This disastrous system seems in dire need of reform, and the idea that it can be reformed is quite tempting. Children’s bodies are dug up behind an institution in Florida. A judge in Pennsylvania gets caught taking bribes to send more kids to hell. A sexual assault scandal in Texas gets big enough to make the news. Kids hog-tied and left outside in freezing weather in Arkansas create some waves. But the scandals are everywhere. A review found only 8 states where there was not conclusive evidence of system-wide mistreatment. And the scandals have been there for a century and a half. The reforms have been needed and been worked on since day one. They are not what’s needed. Children need love and companionship, safety and trust, respect and encouragement. They are even worse equipped to survive imprisonment than adults. Locked up kids commit suicide at a far higher rate than others, nearly rivaling that of war veterans. These facts are continually reconfirmed by new science, but they and the failure of juvenile prisons have been known practically since the invention of juvenile prisons.
Solitary confinement greatly increases suicide rates, and yet is used as a punishment for the offense of being suicidal. This is not a nifty contradiction to be examined in a master’s thesis. Rather, it is part of a process that fundamentally destroys our young people, a process which we pretend improves them.
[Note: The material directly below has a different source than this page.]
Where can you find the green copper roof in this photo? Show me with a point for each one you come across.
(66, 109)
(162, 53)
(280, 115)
Or do we? Polls suggest that we, the public, in fact understand the madness of government child-abuse currently engaged in to the tune of $5 billion. The public prefers rehabilitation and treatment and is willing to pay higher taxes for those approaches, even though they actually cost less. We test this, prove it, and then don’t act on it — or at least our government doesn’t act on it. Oregon tried an experiment in Deschutes County, giving the county the money it would have taken to lock kids up and requiring the county to pay the bill for any kid that did end up locked up. The county spent the money on prevention, neighborhood programs, community services. In a year, the number of children sent into the fortresses of misery and horror dropped by 72%.
Everything I’ve just claimed, and much more, is documented in a new book by Nell Bernstein called Burning Down the House: The End of Juvenile Prison. This book includes numerous personal stories, countless examples, endless studies, and all the evidence anyone claiming to base policy on reality would need to become a “radical” when it comes to the malfunctioning of juvenile prisons. Bernstein looks at the worst and the best of the institutions. The best remains far from good enough. The best remains worse than nothing at all. Improving the mass abuse of children is not pragmatic; it’s immoral. It’s like being in favor of the war on Libya because the war on Iraq was worse; doing so requires averting one’s eyes from the state Libya is in.
Burning Down the House should be taught in our schools. Maybe free young people would find the power to speak up on behalf of their imprisoned fellows, if they knew. Maybe parents, if sufficiently intent on discarding both sadism and racism, would act if they heard it from their children.
There is a hurdle to be overcome, however, higher than the false belief that injustice only happens to those who deserve it, or the corruption of our misrepresentative government by profiteers, or the cooption of the corporate media by the government. The hurdle is this: everything that’s wrong with prisons for children is also wrong with prisons for adults. If we stop thinking about imprisoned children the way that we must think in order to allow their imprisonment, we’ll be in danger of ceasing to think about imprisoned adults the way we must to allow their imprisonment. Are we willing to risk that danger? I certainly hope so.